What is a Trade Plan?

A trade plan is a very crucial part of any traders routine when entering the forex markets.

The trade plan must always be written before entering any trades and will include the following key information:

1.     Entry price.

2.     Stop loss price.

3.     Take profit levels.

4.     What you will do when price hits each take profit level.

5.     How you will amend the stop loss (trailing technique).


The trade plan basically forms the backbone of any traders trade management technique. It outlines how the trader will manage the trade, where to enter, place stop loss and at what points the trade can be amended. It can be written as a simple document on word or as an annotated chart. As long as all of the key information is clearly noted.

It takes a matter of minutes to produce a trade plan but is the most valuable of tools.


Why is the Trade Plan important?

If a trader does not write a trade plan, it can cause many problems and produce an inconsistent trade management style.
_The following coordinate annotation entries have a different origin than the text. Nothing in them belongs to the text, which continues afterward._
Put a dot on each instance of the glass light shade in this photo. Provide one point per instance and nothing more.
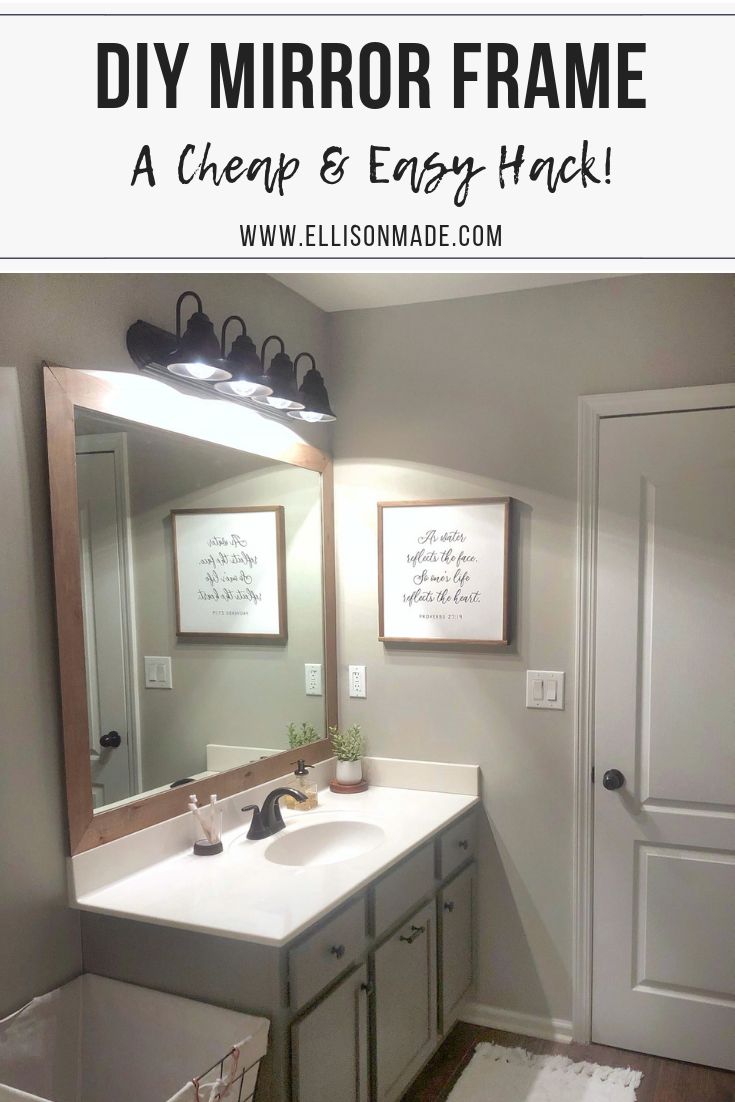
(198, 355)
(280, 377)
(311, 416)
(315, 398)
(242, 388)
(279, 403)
(204, 373)
(247, 371)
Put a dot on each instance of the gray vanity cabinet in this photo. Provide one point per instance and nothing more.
(357, 1003)
(404, 1003)
(455, 955)
(330, 1046)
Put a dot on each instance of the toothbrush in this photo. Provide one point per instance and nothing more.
(200, 818)
(213, 818)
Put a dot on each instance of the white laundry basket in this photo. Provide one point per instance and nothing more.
(100, 1040)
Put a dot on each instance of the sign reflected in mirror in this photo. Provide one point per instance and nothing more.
(179, 687)
(229, 572)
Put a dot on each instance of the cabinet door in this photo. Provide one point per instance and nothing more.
(330, 1048)
(406, 1003)
(456, 940)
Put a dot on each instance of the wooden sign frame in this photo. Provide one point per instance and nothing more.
(453, 508)
(183, 630)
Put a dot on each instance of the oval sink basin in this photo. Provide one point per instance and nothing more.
(325, 843)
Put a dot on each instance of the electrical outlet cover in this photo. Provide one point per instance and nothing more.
(357, 688)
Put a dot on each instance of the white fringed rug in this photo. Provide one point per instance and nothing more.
(512, 1075)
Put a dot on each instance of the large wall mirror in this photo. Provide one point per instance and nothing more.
(194, 564)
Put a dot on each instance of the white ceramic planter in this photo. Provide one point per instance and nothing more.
(349, 773)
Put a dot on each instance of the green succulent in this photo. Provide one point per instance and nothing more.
(347, 745)
(302, 737)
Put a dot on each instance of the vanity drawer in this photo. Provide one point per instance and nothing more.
(324, 954)
(457, 844)
(403, 887)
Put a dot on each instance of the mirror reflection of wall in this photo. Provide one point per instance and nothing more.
(229, 701)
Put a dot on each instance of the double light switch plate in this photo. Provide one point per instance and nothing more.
(544, 689)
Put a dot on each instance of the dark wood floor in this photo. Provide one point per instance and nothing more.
(663, 1080)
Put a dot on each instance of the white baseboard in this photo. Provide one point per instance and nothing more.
(530, 1025)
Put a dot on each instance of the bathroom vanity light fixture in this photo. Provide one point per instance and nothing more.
(313, 395)
(244, 364)
(281, 378)
(197, 354)
(202, 365)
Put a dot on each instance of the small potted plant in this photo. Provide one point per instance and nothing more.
(348, 747)
(302, 736)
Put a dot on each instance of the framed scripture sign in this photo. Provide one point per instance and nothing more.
(443, 571)
(229, 573)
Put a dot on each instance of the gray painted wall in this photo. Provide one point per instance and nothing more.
(465, 397)
(478, 397)
(78, 321)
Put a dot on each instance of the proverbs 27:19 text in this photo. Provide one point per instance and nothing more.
(421, 174)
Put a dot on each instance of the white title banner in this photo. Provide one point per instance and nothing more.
(367, 137)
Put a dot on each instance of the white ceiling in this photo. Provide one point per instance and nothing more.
(334, 291)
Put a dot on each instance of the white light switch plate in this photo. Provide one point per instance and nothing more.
(357, 681)
(158, 672)
(313, 679)
(544, 689)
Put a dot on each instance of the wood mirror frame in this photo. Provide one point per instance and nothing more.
(105, 392)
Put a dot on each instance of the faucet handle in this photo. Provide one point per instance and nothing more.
(257, 828)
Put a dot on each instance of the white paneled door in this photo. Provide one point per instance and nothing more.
(663, 936)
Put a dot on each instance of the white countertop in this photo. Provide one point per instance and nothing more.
(241, 894)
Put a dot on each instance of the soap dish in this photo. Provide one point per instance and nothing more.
(204, 849)
(344, 789)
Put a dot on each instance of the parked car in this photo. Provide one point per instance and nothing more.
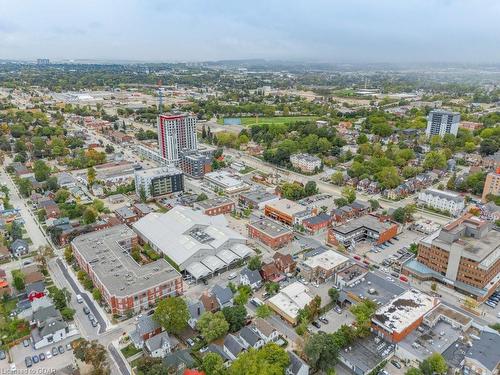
(396, 364)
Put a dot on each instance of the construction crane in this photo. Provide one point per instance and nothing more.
(160, 97)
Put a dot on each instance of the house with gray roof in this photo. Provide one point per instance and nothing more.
(50, 327)
(251, 338)
(19, 247)
(233, 346)
(224, 296)
(145, 328)
(196, 308)
(251, 278)
(297, 365)
(160, 345)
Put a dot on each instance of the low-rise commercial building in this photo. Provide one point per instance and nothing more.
(199, 244)
(289, 301)
(225, 181)
(271, 233)
(442, 200)
(126, 286)
(257, 199)
(288, 212)
(157, 182)
(401, 316)
(323, 266)
(305, 162)
(216, 206)
(366, 227)
(464, 255)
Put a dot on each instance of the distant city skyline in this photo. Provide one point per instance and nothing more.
(363, 31)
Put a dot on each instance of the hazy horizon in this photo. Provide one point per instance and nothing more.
(361, 31)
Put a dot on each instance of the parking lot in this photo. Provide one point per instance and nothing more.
(49, 365)
(335, 321)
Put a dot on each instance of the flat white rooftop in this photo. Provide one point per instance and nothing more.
(404, 310)
(327, 260)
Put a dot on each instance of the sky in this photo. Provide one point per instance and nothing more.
(361, 31)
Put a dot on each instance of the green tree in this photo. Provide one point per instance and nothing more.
(322, 351)
(333, 293)
(349, 194)
(263, 311)
(41, 170)
(89, 216)
(435, 160)
(213, 364)
(212, 326)
(337, 178)
(172, 314)
(235, 316)
(254, 263)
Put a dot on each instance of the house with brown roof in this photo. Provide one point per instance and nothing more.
(209, 301)
(284, 263)
(269, 272)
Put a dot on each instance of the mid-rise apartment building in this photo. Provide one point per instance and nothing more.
(442, 201)
(305, 162)
(156, 182)
(126, 285)
(491, 184)
(441, 122)
(464, 255)
(175, 134)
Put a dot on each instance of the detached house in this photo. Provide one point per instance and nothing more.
(251, 278)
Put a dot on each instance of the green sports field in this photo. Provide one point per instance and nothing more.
(272, 120)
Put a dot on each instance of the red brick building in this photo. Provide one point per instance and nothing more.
(271, 233)
(126, 286)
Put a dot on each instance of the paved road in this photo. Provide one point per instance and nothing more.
(34, 232)
(89, 301)
(122, 366)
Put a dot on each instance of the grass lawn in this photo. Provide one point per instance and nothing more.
(130, 350)
(272, 120)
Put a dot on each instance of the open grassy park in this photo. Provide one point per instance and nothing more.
(272, 120)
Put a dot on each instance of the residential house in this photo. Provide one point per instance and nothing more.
(19, 247)
(224, 296)
(233, 346)
(269, 272)
(297, 365)
(196, 308)
(266, 331)
(179, 361)
(50, 327)
(209, 302)
(251, 338)
(4, 254)
(160, 345)
(145, 328)
(284, 263)
(251, 278)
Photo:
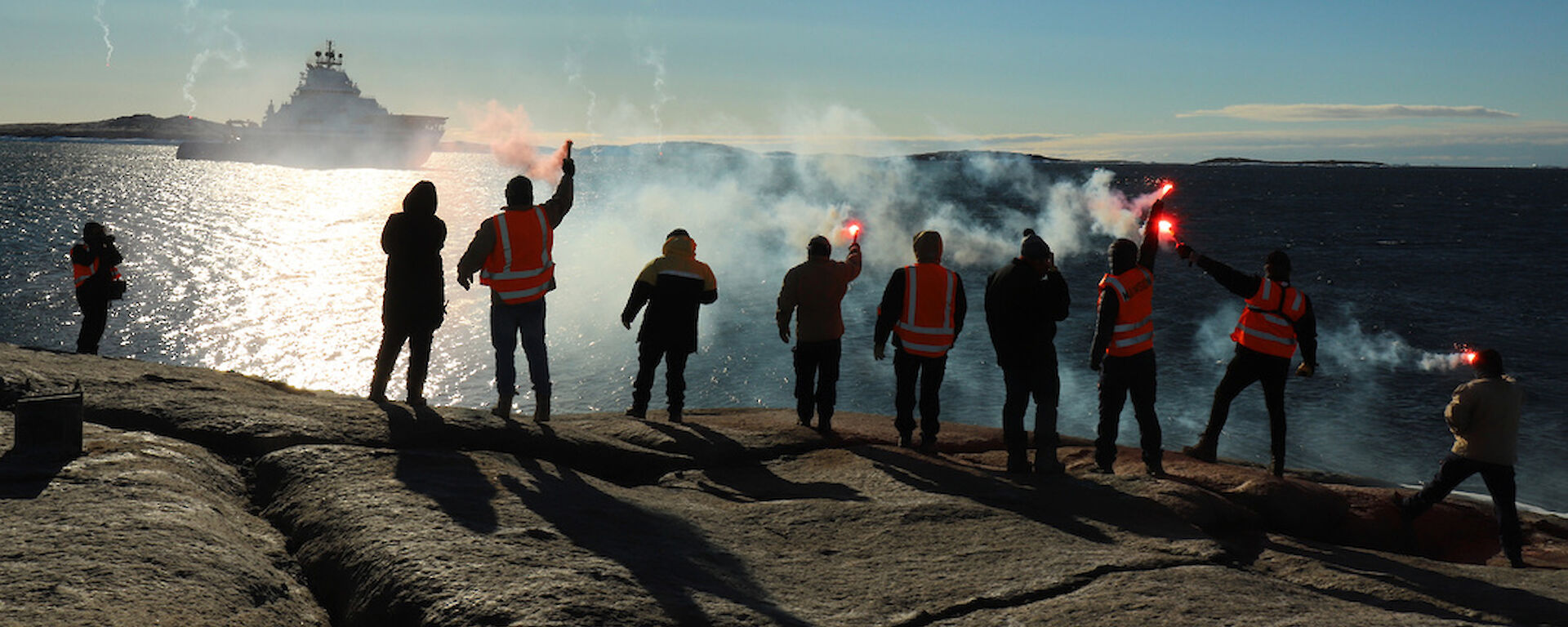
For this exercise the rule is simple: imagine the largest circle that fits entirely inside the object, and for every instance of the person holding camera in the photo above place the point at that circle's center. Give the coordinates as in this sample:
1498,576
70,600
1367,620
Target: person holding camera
1022,305
95,265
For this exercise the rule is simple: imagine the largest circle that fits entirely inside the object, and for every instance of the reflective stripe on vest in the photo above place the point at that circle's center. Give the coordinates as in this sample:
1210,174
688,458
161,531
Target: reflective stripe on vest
1267,322
514,274
925,327
80,273
1134,325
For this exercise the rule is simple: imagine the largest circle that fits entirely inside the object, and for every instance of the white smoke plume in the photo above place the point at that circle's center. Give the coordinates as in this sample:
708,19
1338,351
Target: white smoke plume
656,60
574,76
98,16
216,39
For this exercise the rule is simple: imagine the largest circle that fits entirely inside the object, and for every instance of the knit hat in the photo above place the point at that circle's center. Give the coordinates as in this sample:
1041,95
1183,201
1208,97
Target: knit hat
929,247
1034,247
819,247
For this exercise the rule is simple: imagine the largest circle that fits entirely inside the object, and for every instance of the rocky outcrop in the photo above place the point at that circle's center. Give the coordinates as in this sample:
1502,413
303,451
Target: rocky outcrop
212,497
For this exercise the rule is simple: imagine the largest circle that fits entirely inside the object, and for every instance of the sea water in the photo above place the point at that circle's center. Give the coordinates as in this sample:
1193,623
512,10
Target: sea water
278,273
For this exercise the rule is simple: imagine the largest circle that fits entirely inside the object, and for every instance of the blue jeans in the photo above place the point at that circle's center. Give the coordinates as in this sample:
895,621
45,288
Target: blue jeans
507,323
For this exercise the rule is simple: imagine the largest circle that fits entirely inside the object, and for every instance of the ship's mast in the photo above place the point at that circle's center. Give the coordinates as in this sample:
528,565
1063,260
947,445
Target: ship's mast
328,59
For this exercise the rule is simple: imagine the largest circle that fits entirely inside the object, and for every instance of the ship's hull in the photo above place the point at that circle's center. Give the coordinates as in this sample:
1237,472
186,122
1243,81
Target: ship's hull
403,151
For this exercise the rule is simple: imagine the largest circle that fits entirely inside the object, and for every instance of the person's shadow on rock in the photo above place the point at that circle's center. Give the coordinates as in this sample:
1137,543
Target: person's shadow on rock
1058,502
25,475
668,557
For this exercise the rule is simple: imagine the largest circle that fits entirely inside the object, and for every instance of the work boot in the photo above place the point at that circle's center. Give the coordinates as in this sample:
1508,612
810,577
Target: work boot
378,389
1046,463
541,408
1205,451
502,408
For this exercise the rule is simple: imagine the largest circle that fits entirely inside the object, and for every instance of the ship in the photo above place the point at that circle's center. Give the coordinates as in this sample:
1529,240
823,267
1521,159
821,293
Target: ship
325,124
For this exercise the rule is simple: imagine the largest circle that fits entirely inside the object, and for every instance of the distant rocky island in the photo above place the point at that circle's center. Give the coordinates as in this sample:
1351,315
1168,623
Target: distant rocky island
140,126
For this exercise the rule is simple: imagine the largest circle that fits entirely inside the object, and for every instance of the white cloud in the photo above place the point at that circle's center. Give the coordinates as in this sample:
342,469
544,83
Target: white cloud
1327,113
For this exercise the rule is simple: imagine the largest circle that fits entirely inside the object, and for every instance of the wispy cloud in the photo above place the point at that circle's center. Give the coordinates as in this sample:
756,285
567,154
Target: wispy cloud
1329,113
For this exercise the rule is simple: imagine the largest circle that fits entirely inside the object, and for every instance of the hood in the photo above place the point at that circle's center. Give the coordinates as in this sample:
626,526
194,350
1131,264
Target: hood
421,199
679,247
929,247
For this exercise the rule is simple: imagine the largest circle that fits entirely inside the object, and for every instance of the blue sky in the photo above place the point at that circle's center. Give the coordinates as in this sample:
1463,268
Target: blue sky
1402,82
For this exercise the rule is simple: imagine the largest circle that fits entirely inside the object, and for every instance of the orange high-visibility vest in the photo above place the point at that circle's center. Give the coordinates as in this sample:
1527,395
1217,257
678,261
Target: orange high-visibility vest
1134,331
1266,325
80,273
925,328
519,267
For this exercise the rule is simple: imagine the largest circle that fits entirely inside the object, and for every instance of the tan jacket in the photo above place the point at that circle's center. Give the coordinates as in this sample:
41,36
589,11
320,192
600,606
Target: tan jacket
1486,419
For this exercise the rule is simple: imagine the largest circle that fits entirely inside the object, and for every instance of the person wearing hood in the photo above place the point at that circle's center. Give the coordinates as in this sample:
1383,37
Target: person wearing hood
513,255
1022,305
95,267
1275,322
412,303
816,289
1123,349
1484,416
924,309
673,287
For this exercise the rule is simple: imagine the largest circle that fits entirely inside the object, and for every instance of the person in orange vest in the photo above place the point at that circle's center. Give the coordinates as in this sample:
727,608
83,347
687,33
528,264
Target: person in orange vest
924,309
511,251
673,287
1275,322
95,267
1123,349
817,289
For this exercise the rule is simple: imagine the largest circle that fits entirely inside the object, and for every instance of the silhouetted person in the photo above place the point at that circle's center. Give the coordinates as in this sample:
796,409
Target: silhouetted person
1022,305
1123,350
412,303
513,250
673,287
924,309
817,287
1484,417
1276,318
95,267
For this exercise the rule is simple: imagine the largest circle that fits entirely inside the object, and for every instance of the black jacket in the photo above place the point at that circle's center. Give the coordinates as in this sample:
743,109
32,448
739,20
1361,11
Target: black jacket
1022,309
96,287
412,298
673,287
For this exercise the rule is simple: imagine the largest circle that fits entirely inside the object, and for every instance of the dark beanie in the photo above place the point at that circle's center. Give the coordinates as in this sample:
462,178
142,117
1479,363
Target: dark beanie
421,199
519,192
1034,247
819,247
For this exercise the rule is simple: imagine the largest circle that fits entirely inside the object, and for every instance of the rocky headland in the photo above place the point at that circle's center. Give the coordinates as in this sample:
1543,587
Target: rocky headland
216,499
Making trade decisions as you go a long in a trade is very dangerous.

The Forex has no set rules for traders to follow, it has the ability to do whatever it likes, whenever it wants. So to enter trades with no trade plan means traders have no rules to follow. This tends to result in an emotional roller coaster for these traders every time they enter a trade.

The reason why we need to write down how we intend to manage a trade before actually entering any trade is because we are able to make much better decisions when our mind is not clouded by factors such as money or fear of making the wrong choices, etc…..

It’s just not a healthy way to trade.


Following the Trade Plan.

Once a trade plan is written and a trade is triggered, the trade plan must be followed to the letter, no amendments can be made. This is where a traders discipline is tested.

This is what gives traders the control back and enables the emotion of trades to be subdued and gives traders a far better chance of trading consistently.

The most common problem traders face is over managing trades and messing around with trades when they should just leave them alone.

This article is one example of the many ways to instill discipline and give traders their edge in the Forex markets. It’s very easy to get into the routine of over thinking the Forex and getting completely muddled up. A trading plan is a simple and highly effective technique to managing trades.